In Asia, the U.S. is taking steps to protect and update an open, free, transparent, and fair economic system.
"Increasingly, economics are shaping the strategic landscape," said U.S. Secretary of State Hillary Clinton in a speech during her trip to Singapore. "For the first time in modern history," she said, "nations are becoming major global powers without also becoming military powers. So to maintain, our strategic leadership in [Asia], the United States is also strengthening [its] economic leadership."
The first step is to update America's foreign policy priorities to take economics more into account. In Asia, for example, the U.S. is taking steps to protect and update an open, free, transparent, and fair economic system. Through APEC and ASEAN the U.S. is working to improve regulatory standards, harmonize customs procedures, and reduce trade barriers. Efforts are ongoing to finalize far-reaching new trade agreements throughout Asia and the world.
The second step is to use economic tools to achieve strategic goals. Burma is a case in point. There, the political influence of sanctions and the benefits of rejoining the global economy helped spur the government to begin opening up.
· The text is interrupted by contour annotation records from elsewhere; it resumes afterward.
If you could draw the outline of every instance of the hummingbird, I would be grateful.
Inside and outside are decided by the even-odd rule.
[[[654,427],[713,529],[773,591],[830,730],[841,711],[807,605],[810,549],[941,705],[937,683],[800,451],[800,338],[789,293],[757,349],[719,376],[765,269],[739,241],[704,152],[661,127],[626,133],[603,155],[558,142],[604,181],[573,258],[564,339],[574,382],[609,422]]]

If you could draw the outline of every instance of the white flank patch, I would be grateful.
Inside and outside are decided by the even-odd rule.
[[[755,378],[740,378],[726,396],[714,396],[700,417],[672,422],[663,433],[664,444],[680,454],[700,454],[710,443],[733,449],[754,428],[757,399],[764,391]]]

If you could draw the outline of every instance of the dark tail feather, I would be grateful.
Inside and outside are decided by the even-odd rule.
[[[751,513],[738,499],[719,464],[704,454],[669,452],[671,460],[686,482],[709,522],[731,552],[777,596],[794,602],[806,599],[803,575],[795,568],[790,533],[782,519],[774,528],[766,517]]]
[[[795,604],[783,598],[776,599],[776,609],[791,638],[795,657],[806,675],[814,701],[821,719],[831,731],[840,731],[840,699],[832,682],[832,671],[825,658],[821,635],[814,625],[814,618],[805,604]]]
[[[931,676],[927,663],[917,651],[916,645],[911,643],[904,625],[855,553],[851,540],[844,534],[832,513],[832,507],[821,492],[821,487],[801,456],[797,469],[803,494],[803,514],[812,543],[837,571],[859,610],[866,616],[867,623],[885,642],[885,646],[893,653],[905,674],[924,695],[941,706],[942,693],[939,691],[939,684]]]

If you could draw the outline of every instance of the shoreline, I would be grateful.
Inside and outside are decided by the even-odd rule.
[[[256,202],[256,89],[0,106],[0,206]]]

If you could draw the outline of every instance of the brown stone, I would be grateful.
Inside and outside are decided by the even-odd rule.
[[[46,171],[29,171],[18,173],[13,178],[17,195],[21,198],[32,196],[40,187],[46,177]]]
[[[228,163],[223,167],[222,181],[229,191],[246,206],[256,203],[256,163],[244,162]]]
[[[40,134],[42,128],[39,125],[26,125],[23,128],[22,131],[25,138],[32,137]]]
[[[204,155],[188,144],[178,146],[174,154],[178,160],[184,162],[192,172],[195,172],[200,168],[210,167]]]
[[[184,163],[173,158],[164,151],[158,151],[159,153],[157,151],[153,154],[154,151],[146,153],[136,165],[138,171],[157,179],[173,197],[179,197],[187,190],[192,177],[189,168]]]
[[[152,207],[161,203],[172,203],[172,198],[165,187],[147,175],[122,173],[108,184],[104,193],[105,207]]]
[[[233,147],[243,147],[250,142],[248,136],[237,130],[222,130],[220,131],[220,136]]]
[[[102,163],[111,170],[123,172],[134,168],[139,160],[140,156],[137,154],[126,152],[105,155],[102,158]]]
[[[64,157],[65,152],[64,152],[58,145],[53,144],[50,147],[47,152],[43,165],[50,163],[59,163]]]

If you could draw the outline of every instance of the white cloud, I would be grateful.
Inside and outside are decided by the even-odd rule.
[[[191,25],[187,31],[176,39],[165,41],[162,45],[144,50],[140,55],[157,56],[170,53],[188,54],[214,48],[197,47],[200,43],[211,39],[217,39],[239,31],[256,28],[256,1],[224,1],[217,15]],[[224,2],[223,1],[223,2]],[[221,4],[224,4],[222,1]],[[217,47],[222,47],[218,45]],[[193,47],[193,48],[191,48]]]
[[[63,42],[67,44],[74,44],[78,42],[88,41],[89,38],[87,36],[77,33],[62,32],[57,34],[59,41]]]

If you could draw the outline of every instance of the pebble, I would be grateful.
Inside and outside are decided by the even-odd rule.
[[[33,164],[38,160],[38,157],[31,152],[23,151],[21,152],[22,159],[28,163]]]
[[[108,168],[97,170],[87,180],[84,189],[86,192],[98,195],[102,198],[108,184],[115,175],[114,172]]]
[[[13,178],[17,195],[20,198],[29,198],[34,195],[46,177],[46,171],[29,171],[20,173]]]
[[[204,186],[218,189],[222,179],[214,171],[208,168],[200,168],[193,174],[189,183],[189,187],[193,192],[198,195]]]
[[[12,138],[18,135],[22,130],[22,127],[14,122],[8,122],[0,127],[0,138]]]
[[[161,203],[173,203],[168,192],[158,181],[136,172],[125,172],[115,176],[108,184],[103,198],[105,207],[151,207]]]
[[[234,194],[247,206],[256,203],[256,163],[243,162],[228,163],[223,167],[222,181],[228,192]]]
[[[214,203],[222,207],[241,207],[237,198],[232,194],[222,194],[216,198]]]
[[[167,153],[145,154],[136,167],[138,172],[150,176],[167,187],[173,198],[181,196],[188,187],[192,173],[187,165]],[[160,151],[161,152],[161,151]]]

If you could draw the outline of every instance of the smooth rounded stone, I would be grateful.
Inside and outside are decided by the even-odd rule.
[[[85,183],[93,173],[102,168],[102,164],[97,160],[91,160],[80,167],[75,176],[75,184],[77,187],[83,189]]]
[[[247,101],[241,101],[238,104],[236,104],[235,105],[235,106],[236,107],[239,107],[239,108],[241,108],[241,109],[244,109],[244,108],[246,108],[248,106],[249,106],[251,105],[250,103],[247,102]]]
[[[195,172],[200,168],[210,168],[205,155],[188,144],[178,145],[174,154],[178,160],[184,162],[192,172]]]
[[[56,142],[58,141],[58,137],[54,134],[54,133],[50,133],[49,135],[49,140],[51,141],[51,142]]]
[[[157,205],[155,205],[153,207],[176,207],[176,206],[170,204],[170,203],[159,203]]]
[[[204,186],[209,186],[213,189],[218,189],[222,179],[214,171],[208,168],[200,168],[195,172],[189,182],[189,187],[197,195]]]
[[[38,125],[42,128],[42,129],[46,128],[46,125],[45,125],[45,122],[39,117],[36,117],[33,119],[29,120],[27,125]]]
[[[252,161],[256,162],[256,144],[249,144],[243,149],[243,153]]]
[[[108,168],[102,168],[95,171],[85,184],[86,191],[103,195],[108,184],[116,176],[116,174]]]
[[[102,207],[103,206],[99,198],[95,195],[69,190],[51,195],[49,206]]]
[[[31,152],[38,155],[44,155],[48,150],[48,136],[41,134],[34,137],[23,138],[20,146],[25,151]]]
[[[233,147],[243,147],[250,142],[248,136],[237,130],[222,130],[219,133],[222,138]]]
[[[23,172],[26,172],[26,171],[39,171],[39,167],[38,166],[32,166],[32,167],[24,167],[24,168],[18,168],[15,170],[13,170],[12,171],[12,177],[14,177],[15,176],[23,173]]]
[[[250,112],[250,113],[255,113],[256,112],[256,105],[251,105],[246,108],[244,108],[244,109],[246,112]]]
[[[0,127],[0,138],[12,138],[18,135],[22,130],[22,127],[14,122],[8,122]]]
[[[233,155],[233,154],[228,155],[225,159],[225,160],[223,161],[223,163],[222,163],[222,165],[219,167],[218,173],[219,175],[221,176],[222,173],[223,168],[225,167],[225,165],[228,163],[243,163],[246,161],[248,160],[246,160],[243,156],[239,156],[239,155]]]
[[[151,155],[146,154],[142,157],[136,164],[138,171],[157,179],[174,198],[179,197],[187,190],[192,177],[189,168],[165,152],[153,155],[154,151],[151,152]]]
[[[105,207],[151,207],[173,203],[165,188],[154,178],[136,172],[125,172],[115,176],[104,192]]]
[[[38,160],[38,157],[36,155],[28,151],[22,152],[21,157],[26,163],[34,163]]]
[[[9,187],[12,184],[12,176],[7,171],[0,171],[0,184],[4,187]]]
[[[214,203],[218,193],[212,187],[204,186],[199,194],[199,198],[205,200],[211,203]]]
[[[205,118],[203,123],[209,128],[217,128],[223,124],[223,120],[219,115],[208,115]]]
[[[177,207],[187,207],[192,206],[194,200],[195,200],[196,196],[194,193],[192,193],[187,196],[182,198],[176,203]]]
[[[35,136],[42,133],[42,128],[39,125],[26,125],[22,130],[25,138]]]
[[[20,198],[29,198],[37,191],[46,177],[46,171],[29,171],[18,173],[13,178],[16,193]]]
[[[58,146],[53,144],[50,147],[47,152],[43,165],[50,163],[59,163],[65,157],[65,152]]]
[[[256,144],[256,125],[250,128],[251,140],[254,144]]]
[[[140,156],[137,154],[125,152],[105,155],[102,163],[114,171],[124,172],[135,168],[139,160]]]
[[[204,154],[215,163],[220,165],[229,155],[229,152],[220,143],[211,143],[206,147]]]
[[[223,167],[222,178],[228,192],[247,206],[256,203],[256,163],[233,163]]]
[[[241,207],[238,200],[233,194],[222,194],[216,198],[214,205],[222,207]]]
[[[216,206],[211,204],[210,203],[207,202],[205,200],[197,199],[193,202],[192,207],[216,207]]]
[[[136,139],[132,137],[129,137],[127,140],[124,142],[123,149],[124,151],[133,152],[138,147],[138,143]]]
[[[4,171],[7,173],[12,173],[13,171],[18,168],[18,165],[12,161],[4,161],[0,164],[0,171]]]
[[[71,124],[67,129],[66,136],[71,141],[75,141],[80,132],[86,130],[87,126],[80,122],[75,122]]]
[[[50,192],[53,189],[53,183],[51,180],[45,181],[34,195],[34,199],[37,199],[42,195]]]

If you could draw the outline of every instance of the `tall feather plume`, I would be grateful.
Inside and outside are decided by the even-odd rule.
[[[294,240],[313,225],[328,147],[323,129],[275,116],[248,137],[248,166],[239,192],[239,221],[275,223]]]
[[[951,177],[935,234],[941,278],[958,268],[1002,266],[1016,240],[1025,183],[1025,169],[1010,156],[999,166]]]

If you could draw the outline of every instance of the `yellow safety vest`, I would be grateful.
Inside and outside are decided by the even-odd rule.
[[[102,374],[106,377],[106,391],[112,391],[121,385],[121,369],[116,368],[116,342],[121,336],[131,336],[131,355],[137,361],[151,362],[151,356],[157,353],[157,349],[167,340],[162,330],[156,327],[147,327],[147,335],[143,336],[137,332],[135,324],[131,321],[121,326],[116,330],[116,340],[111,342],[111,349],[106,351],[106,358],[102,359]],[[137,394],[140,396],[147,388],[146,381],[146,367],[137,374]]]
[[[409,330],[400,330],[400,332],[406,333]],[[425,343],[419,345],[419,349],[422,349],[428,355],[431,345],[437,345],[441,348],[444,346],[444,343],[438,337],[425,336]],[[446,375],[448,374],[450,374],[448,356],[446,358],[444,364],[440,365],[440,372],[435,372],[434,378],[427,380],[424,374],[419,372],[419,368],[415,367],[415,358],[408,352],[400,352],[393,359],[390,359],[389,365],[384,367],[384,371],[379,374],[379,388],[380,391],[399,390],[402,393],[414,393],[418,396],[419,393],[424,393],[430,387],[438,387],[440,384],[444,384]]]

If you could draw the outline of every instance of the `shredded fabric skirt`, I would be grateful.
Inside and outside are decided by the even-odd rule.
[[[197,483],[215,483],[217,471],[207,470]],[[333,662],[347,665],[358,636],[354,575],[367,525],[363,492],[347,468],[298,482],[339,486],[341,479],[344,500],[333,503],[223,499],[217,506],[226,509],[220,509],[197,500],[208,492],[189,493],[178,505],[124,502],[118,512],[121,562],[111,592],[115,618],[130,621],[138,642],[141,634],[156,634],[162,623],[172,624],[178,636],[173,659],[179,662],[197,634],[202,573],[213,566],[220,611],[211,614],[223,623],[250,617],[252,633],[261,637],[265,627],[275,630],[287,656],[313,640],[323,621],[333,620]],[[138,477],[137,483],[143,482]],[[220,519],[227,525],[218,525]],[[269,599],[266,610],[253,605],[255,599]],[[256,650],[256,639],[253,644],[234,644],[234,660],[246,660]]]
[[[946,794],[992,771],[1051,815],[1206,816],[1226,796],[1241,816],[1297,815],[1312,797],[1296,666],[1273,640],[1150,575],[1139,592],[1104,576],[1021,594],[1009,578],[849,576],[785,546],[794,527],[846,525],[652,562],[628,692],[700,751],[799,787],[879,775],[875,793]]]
Using economic tools can also be employed to achieve our strategic goals in the Central Asian region known as the “New Silk Road.” Forging stronger economic ties across this region is a key to establishing long-term stability.
The United States is also seeking to advance its commercial diplomacy in order to boost U.S. exports, open new markets, and level the playing field for American businesses. "It's about rebalancing the global economy," said Secretary Clinton, "so Americans export more, Asians import more, and we avoid financial crises and build middle classes."
The U.S. plans to provide additional training to its network of more than 270 embassies and consulates to advocate for American firms in an effort to meet President Barack Obama's goal of doubling U.S. exports in five years.
This economic vision, however, can't be achieved unless women are allowed to fully participate in the global economy. "No nation can achieve the kind of growth that we all want and need," said Secretary Clinton, "if half the population never gets to compete."
The United States will continue to intensify its engagement in the Asia Pacific and elevate the role of economics in its work around the world.